Deputy Minister of Energy
- In office 1 November 2010 – 25 May 2014
- President: Jacob Zuma
- Minister: Dipuo Peters Ben Martins
- Preceded by: Position established
- Succeeded by: Thembi Majola

Personal details
- Born: 3 February 1954 (age 72) Natal, South Africa
- Party: African National Congress

= Barbara Thomson =

South African politician (born 1954)

Barbara Thomson (born 3 February 1954), also spelled Barbara Thompson, is a South African politician. She represented the African National Congress in the South African Parliament between 1995 and 2019. During that time, she served as Deputy Minister of Environmental Affairs from 2014 to 2019 and as Deputy Minister of Energy from 2010 to 2014. In 2006, she was convicted of fraud in the Travelgate scandal.
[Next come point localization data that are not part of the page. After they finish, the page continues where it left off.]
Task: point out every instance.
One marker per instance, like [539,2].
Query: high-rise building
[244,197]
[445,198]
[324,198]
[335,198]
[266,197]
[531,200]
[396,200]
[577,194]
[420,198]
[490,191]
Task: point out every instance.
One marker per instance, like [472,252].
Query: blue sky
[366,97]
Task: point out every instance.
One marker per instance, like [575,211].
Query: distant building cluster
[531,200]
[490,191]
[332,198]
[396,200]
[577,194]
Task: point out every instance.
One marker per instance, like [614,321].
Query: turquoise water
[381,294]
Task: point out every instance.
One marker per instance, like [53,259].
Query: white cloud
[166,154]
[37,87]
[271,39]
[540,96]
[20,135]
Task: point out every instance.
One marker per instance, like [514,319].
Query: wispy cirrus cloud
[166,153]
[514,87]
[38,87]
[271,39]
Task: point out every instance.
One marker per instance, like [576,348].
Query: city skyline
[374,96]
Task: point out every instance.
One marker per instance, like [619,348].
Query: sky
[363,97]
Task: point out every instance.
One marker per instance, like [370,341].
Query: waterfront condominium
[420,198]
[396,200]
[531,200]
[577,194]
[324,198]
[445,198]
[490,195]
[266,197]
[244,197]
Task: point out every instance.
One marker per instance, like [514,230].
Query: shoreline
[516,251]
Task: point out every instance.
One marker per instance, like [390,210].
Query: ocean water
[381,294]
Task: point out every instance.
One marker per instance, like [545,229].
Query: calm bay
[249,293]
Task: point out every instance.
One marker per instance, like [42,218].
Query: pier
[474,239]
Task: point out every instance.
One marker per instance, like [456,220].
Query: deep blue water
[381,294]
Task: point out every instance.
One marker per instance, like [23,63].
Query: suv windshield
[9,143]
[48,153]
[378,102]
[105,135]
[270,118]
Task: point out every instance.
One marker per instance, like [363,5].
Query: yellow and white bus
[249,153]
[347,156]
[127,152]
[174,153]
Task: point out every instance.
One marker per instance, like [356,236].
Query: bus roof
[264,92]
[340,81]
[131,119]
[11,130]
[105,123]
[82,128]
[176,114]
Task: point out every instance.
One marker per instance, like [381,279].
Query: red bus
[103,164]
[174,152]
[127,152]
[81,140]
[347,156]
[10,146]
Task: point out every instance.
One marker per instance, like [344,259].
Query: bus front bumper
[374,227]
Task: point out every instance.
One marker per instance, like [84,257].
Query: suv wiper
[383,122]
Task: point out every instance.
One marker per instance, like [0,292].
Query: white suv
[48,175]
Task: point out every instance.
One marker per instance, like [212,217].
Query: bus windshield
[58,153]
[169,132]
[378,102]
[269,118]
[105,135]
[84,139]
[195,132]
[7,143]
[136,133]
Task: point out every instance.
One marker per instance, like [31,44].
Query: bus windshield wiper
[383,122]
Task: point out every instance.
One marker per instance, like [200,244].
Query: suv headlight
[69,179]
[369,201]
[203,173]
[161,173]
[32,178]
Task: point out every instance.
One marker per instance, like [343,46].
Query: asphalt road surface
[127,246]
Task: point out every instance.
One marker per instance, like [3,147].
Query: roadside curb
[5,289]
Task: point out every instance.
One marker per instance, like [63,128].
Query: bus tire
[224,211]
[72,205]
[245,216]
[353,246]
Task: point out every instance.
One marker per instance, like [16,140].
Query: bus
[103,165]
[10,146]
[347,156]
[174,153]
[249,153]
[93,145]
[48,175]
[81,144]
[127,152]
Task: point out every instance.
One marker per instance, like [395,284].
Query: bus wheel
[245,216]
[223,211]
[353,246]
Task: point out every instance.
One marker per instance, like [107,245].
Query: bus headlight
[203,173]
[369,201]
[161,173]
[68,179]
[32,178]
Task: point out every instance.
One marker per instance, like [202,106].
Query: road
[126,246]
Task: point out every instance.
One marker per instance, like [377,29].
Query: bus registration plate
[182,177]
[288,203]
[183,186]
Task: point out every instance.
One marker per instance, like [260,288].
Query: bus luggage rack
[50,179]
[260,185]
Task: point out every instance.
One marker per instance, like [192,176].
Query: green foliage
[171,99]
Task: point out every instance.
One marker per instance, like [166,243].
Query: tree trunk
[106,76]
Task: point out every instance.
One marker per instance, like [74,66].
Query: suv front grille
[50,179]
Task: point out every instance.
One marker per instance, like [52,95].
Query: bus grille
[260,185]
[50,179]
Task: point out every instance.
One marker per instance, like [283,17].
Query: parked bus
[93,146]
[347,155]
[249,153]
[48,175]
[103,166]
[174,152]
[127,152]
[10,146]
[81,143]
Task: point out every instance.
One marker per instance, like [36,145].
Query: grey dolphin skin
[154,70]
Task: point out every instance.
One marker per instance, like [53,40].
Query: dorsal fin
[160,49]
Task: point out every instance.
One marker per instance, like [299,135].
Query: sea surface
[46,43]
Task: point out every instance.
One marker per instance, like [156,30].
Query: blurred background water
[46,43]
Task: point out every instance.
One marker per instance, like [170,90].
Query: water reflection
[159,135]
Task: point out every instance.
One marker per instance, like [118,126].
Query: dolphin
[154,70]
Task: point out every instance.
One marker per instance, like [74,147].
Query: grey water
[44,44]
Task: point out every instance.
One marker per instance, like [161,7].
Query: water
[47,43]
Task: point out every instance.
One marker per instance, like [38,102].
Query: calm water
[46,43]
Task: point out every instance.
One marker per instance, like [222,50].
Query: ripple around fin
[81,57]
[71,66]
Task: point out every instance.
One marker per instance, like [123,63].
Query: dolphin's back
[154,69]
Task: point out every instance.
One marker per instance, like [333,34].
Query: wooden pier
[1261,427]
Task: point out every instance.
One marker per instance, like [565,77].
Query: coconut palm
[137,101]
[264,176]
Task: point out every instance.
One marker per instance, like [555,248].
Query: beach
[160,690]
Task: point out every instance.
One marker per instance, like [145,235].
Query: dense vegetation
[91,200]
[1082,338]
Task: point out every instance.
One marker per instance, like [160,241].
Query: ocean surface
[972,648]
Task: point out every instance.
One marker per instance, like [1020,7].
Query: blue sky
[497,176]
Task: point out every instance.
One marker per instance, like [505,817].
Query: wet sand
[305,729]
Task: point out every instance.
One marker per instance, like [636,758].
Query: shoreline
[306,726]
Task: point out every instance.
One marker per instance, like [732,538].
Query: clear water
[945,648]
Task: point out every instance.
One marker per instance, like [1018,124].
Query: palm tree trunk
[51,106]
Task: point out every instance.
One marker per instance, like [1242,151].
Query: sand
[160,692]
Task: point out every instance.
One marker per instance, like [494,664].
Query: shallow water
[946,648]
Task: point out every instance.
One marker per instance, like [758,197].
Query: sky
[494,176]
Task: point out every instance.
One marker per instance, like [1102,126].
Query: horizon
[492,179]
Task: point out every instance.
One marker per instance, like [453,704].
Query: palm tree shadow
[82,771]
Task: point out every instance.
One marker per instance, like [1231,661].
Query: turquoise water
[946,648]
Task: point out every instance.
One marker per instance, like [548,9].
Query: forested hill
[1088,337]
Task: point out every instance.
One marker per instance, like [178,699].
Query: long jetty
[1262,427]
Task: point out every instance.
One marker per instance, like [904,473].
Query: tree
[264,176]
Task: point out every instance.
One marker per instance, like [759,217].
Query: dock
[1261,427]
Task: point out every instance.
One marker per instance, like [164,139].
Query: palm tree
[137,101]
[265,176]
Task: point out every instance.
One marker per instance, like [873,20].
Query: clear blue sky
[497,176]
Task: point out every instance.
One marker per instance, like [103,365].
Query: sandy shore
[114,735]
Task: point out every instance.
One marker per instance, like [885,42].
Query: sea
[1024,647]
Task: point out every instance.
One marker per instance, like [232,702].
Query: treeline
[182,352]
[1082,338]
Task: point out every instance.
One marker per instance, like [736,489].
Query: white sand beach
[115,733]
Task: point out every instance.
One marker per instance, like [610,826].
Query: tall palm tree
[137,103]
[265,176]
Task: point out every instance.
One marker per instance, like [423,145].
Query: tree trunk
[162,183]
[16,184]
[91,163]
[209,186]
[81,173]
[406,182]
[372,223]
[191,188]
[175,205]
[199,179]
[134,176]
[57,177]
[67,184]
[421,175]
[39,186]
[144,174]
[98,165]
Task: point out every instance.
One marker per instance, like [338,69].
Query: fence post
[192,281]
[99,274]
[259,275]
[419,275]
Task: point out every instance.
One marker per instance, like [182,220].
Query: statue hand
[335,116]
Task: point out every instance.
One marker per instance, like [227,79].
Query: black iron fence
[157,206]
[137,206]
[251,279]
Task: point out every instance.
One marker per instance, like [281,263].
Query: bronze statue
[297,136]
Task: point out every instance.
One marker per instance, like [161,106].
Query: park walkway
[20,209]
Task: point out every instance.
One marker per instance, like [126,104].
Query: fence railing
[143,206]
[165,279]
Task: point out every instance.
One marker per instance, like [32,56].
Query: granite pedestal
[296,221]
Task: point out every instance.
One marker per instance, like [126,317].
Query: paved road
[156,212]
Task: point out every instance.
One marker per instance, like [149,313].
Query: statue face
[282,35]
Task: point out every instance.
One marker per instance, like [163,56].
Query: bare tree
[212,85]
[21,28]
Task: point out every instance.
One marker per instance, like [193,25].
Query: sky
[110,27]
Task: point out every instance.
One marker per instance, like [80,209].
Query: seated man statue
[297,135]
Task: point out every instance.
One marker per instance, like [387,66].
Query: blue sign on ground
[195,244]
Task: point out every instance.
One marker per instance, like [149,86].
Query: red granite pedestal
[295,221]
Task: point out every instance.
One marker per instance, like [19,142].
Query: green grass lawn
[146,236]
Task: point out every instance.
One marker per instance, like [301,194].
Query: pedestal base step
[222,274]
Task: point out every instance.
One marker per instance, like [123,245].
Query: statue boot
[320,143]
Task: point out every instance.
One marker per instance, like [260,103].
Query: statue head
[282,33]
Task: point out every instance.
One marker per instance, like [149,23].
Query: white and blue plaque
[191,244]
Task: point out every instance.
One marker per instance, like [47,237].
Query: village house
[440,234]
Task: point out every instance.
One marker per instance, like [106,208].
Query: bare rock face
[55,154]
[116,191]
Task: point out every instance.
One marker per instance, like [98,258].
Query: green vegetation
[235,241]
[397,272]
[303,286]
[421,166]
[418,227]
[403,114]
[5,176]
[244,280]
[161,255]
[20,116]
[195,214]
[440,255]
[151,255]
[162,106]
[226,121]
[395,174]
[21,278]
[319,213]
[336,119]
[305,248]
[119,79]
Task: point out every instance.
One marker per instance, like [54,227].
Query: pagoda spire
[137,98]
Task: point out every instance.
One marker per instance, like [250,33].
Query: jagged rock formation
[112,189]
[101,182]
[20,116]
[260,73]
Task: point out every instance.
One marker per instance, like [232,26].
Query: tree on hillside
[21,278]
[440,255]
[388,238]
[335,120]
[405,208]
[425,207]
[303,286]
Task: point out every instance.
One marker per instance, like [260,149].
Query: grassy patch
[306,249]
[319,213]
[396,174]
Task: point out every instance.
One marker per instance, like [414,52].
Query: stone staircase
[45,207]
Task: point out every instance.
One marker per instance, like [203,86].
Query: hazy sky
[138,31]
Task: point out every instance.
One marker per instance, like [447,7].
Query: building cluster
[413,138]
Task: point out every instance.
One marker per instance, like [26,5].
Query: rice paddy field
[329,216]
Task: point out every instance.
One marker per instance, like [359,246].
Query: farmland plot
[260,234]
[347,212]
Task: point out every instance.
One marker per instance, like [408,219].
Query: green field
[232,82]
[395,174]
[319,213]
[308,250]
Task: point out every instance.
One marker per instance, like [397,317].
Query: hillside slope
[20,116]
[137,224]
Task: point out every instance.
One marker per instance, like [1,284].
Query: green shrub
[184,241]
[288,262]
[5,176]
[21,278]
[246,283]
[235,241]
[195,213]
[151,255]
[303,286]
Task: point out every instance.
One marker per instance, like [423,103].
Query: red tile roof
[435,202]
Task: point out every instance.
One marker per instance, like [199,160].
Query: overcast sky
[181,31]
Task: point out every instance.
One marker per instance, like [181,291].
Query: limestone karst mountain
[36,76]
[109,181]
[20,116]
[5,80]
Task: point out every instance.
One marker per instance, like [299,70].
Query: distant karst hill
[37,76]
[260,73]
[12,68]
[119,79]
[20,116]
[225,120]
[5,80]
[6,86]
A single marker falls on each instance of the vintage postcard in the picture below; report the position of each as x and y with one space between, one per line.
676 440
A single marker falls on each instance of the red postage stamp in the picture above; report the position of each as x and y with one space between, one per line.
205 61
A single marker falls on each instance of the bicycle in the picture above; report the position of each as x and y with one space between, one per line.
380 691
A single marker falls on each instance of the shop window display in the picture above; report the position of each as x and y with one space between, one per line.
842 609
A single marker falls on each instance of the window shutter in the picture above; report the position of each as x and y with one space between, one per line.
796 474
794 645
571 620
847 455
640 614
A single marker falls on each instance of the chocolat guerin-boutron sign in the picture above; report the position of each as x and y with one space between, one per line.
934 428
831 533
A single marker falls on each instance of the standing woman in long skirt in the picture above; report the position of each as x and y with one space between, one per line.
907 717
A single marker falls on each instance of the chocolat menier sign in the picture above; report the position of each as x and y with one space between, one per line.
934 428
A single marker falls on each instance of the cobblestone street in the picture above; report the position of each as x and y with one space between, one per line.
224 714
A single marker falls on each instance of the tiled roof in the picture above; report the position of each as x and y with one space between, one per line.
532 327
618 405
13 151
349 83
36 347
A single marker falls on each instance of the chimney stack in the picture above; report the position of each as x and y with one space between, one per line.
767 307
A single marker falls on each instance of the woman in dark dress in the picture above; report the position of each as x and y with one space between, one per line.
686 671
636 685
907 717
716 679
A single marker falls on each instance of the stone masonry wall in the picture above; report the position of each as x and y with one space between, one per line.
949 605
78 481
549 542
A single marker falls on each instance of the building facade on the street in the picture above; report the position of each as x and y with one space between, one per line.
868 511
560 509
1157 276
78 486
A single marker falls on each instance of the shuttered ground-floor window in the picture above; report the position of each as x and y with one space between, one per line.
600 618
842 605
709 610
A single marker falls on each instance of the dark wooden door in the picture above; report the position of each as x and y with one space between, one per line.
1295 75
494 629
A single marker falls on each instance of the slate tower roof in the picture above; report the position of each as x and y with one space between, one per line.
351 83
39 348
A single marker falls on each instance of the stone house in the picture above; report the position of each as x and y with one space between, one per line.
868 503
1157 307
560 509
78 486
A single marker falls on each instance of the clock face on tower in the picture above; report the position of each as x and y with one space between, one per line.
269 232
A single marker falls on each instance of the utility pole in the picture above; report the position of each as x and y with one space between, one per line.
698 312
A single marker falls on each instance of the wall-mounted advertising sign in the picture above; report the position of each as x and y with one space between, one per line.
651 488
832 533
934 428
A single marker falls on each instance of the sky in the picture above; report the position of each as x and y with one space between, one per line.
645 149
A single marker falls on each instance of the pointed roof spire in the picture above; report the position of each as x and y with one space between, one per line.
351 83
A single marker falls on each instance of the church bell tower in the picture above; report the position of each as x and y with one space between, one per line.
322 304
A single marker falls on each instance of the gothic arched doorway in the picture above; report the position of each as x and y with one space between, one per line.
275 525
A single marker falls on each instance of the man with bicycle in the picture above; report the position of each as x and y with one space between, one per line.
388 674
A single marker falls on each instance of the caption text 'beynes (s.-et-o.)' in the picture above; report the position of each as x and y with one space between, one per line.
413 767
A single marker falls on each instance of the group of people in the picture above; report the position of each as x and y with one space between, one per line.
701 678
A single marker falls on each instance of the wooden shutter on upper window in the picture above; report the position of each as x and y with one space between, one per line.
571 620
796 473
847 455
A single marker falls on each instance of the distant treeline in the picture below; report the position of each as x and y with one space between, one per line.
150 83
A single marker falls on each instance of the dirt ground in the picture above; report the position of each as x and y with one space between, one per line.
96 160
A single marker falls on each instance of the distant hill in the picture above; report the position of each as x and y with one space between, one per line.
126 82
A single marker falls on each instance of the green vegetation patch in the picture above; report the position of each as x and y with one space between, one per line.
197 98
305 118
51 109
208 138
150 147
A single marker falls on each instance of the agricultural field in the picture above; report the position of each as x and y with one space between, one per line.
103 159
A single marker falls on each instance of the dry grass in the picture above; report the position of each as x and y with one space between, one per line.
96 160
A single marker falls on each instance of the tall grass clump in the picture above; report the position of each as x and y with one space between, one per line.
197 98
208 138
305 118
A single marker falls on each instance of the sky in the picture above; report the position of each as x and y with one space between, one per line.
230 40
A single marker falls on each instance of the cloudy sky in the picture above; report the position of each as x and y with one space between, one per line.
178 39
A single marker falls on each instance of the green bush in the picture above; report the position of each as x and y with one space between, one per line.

== Early life and career ==
Thomson was born on 3 February 1954 in the former Natal Province (now KwaZulu-Natal). She trained as a development worker and became involved in politics and community activism in the Natal Midlands, where she later served as secretary of a regional branch of the African National Congress (ANC) Women's League.

== Parliament: 1995–2019 ==
Thomson joined the first democratic Parliament in 1995, filling a casual vacancy. She represented the ANC in Parliament for the next 14 years, serving a stint in the National Council of Provinces as well as longer stints in the National Assembly. In 2004, she was one of several representatives implicated by the Scorpions in the Travelgate scandal, and in October 2006 she pled guilty to having defrauded Parliament in that connection. The fraud reportedly pertained to an amount of R74,000.'

On 31 October 2010, President Jacob Zuma announced a major cabinet reshuffle, in which he appointed Thomson as Deputy Minister of Energy; until then, the Minister of Energy, Dipuo Peters, had served without a deputy. Thomson remained in that office until the May 2014 general election, after which Zuma appointed her as Deputy Minister of Environmental Affairs. She left Parliament and the executive at the May 2019 general election.